Step 8: Enhance the Simulation
Below is a few ways to prolong or improve the simulation:
- Add More Star Topologies: Prolong the bus to associate additional star topologies, which replicating a larger hybrid network.
- Simulate Link Failures: Launch the link or node failures to monitor how the network performs when few links are down.
- Dynamic Traffic: Launch the diverse kinds of traffic like FTP, HTTP among the nodes to replicate additional realistic scenarios.
- Measure Performance Metrics: Investigate the performance parameters like latency, throughput, and packet loss under distinct traffic loads or failure situations.
Finally, we have seen how the Star Bus Hybrid Topology is simulated and executed in NS2 environment through this brief simulation procedure.

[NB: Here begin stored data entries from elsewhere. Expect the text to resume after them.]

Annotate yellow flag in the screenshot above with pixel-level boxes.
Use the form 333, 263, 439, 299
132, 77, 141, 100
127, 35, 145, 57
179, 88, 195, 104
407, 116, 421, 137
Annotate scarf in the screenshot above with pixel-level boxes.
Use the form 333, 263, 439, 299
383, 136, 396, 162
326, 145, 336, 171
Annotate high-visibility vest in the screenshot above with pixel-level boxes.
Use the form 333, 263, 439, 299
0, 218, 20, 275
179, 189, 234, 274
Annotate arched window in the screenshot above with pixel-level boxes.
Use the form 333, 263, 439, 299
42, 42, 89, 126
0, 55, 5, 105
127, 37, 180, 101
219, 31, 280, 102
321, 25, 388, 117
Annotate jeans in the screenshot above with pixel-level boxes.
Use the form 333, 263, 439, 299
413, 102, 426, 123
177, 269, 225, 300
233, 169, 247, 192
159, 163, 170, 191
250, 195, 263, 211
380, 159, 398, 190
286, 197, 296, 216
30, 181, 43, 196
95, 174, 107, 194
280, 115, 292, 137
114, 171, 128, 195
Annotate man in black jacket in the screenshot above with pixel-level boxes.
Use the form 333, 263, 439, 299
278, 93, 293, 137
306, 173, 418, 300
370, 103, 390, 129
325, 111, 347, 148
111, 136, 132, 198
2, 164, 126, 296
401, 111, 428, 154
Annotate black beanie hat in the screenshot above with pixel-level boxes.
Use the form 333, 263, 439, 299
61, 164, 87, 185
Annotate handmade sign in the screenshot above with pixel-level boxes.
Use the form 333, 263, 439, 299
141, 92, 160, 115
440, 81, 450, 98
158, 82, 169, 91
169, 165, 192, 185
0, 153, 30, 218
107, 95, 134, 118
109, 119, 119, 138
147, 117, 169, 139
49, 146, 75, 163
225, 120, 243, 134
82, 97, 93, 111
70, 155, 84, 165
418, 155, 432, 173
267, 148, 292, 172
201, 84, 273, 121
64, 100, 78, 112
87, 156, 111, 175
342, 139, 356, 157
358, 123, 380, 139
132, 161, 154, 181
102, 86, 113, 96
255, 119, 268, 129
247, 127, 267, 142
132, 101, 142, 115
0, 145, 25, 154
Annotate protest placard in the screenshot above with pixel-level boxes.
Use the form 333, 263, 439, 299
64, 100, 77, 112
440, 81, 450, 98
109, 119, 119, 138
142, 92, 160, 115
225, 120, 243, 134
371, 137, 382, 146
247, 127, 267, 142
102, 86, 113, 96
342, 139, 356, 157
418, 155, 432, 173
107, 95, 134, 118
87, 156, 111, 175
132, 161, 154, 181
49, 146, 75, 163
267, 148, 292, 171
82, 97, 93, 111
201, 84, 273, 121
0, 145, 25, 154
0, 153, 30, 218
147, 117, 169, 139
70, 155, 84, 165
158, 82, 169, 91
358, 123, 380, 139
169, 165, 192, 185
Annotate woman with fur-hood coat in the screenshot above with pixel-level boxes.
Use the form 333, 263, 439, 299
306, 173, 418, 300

If we have any doubts regarding this topic, we will clarify it whenever it rises.
phdprime.com team focus on the central hub (switch/router) for your projects. To assist you in simulating Star Bus Hybrid Topology Projects using the NS2 tool, we will provide you with comprehensive solutions and simulation support. Additionally, we can help you generate the best thesis ideas and topics customized to your concepts.